Meet the professional ballerina with several alter egos

James B. Whiteside is a triple-threat act.

“Performing, for me, is the culmination of a lot of work,” Whiteside told In The Know. “I step out on stage and I become a different person.”

That’s many different people to be exact. Whiteside has been a principal ballet dancer with the American Ballet Theatre since 2012, goes by the stage name JbDubs to produce electronic dance hall music and performs as a drag queen throughout New York City — to name a few major highlights from his impressive resume.

Whiteside has been dancing since he was nine but didn’t start training in classical ballet until he was a teenager. “When I was younger, I felt a lot of insecurity when I was dancing, actually,” Whiteside said. “I was very self-aware in a negative way.”

Credit: Cyle Suesz for In The Know

A lot has changed since then. “As I get older and I gain confidence and experience, I can actually lose my insecurity while I’m on stage. And those are the times when I really feel like I might be doing the right thing.”

In ballet, principal dancers are respected throughout the dance world and also earn the biggest, headlining roles. To earn a spot requires years of learning technique and working up the ladder — sometimes rehearsing for 12 hours a day.

“With classical ballet, I reign in my character a little bit,” Whiteside explains. “But I need an outlet, so that’s why I created my alter egos.”

JbDubs — Whiteside’s “pop star alter ego” — racks up hundreds of thousands of videos on YouTube, where Whiteside posts a mix of his original tracks and music videos. Whiteside also performs drag as Ühu Betch throughout New York City, along with his boyfriend Dan, in a group called the Dairy Queens.

“Being myself or not being myself doesn’t really feel like a question. It’s a very obvious choice for me and I’ve been very fortunate to be able to express myself,” Whiteside said. “‘Black Swan’ would have you believe that we’re all insane and horrible to each other, but we’re really supportive, kind people.”
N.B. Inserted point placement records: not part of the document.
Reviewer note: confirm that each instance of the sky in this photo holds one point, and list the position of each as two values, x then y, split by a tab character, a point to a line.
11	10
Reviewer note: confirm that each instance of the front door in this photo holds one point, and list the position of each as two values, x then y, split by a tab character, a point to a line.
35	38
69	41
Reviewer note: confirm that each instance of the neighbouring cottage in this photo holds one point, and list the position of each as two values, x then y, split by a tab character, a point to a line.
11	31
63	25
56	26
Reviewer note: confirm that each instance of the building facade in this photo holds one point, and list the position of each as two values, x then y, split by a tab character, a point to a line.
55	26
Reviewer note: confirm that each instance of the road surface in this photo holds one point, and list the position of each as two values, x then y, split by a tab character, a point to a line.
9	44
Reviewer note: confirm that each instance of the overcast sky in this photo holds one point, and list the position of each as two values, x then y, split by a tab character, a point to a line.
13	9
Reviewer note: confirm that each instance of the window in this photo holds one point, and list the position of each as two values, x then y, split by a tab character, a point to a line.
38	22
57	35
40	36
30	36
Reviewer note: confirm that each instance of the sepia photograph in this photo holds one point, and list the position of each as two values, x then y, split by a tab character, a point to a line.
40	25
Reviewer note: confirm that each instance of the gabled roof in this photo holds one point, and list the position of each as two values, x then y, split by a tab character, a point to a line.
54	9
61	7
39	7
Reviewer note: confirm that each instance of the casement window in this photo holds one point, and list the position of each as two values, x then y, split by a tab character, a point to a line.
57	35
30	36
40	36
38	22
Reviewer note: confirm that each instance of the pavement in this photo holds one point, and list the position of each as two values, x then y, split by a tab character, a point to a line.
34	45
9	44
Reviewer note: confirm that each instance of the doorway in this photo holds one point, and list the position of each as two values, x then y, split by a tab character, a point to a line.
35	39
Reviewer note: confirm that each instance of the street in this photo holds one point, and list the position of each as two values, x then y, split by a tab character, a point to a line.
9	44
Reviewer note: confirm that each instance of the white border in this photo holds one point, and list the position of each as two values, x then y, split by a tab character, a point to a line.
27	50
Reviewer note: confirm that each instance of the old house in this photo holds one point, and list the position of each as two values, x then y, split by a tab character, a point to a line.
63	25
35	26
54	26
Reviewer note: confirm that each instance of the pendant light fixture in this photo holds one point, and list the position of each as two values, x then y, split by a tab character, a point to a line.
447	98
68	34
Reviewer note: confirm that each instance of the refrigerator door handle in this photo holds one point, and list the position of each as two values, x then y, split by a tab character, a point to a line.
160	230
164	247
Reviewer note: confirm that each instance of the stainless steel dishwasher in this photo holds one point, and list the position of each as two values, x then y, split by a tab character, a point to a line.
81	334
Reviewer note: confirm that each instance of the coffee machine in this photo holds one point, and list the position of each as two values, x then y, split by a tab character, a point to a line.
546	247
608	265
Credit: Cyle Suesz for In The Know

To fulfill all of these creative roles, Whiteside works hard every day. It helps tremendously that he’s come to a place in his career and life as a dancer to feel content with everything going on around him.

“I always really was comfortable with myself — it’s other people who weren’t comfortable with me,” he said. “And so, to have a space where you could be embraced and all that bull**** flies away, and you’ve got music and work. And I just dance.”